Шрифт:
Закладка:
V. САМ ВОЛЬТЕР
Как подвести итог его жизни, этого самого удивительного человека восемнадцатого века? Нам больше не нужно говорить о его уме — он раскрылся на ста страницах этих томов. Никто никогда не бросал ему вызов в быстроте и ясности мысли, в остроте и изобилии остроумия. Он определял остроумие с нежной осторожностью:
То, что называют остроумием, — это иногда поразительное сравнение, иногда тонкая аллюзия; это может быть игра слов — вы используете слово в одном смысле, зная, что ваш собеседник [сначала] поймет его в другом. Или это хитрый способ привести в сопоставление идеи, которые обычно не рассматриваются в ассоциации….. Это искусство находить связь между двумя несхожими идеями или разницу между двумя похожими идеями. Это искусство сказать половину того, что вы имеете в виду, а остальное оставить на усмотрение воображения. И я бы рассказал вам о нем гораздо больше, если бы сам им владел.93
Ни у кого не было больше, и, возможно, как мы уже говорили, у него было слишком много. Его чувство юмора иногда выходило из-под контроля; слишком часто оно было грубым, а иногда доходило до шутовства.

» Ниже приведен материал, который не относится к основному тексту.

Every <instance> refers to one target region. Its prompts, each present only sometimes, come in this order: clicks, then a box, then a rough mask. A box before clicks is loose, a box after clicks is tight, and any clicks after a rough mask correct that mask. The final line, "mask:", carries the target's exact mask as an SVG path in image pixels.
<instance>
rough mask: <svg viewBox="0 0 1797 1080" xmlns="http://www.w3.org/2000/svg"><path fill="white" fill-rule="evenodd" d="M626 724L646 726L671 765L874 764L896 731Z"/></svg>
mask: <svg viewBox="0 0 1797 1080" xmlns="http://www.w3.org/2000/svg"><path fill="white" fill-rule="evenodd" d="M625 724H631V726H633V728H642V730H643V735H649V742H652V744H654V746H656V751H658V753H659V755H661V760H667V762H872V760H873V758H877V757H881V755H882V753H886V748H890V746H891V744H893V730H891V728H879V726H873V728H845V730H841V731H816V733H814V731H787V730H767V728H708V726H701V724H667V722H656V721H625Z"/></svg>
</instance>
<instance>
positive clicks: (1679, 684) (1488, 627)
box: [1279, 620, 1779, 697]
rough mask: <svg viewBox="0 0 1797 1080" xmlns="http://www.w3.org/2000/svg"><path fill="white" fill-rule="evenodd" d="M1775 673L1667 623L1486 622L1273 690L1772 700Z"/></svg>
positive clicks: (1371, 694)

Быстрота восприятия, соотнесения и сравнения не оставляла ему времени на последовательность, а стремительная череда идей не всегда позволяла проникнуть в тему до ее человеческих глубин. Возможно, он слишком легко относился к массам как к «canaille»; мы не могли ожидать, что он предвидит время, когда всеобщее образование станет необходимым для технологически прогрессивной экономики. Он не терпел ни геологических теорий Бюффона, ни биологических спекуляций Дидро. Он осознавал свои пределы и имел свои моменты скромности. «Ты думаешь, что я достаточно ясно выражаю свои мысли, — говорил он другу, — я как маленький ручеек — он прозрачен, потому что не глубок».94 В 1766 году он писал Дакену:
С двенадцати лет я прозревал огромное количество вещей, к которым у меня нет таланта. Я знаю, что мои органы не устроены так, чтобы далеко продвинуться в математике. Я показал, что у меня нет склонности к музыке. Положитесь на уважение старого философа, который имеет глупость… считать себя очень хорошим фермером, но не имеет глупости считать, что у него есть все таланты».95
Было бы несправедливо требовать от человека, занимавшегося столькими вопросами, чтобы он исчерпал все имеющиеся данные по каждой теме, прежде чем бросить их на острие своего пера. Он был не только ученым; он был воином, человеком письма, который превратил письмо в форму действия, в оружие преобразования. Однако из его библиотеки, состоящей из 6210 томов, и маргинальных комментариев к ним видно, что он усердно и кропотливо изучал удивительное разнообразие предметов, и что в политике, истории, философии, теологии и библейской критике он был очень ученым человеком. Диапазон его любознательности и интересов был огромен, как и богатство его идей и ретентивность его памяти. Он не принимал на веру ни одной традиции, но все исследовал сам. Он обладал должным скептицизмом, который без колебаний противопоставлял здравый смысл как абсурдам науки, так и легендам народной веры. Один беспристрастный ученый назвал его «мыслителем, который собрал больше точной информации о мире во всех его аспектах, чем любой человек со времен Аристотеля».96 Никогда еще один ум не переносил в литературу и действие столь обширную массу материалов из столь разных областей.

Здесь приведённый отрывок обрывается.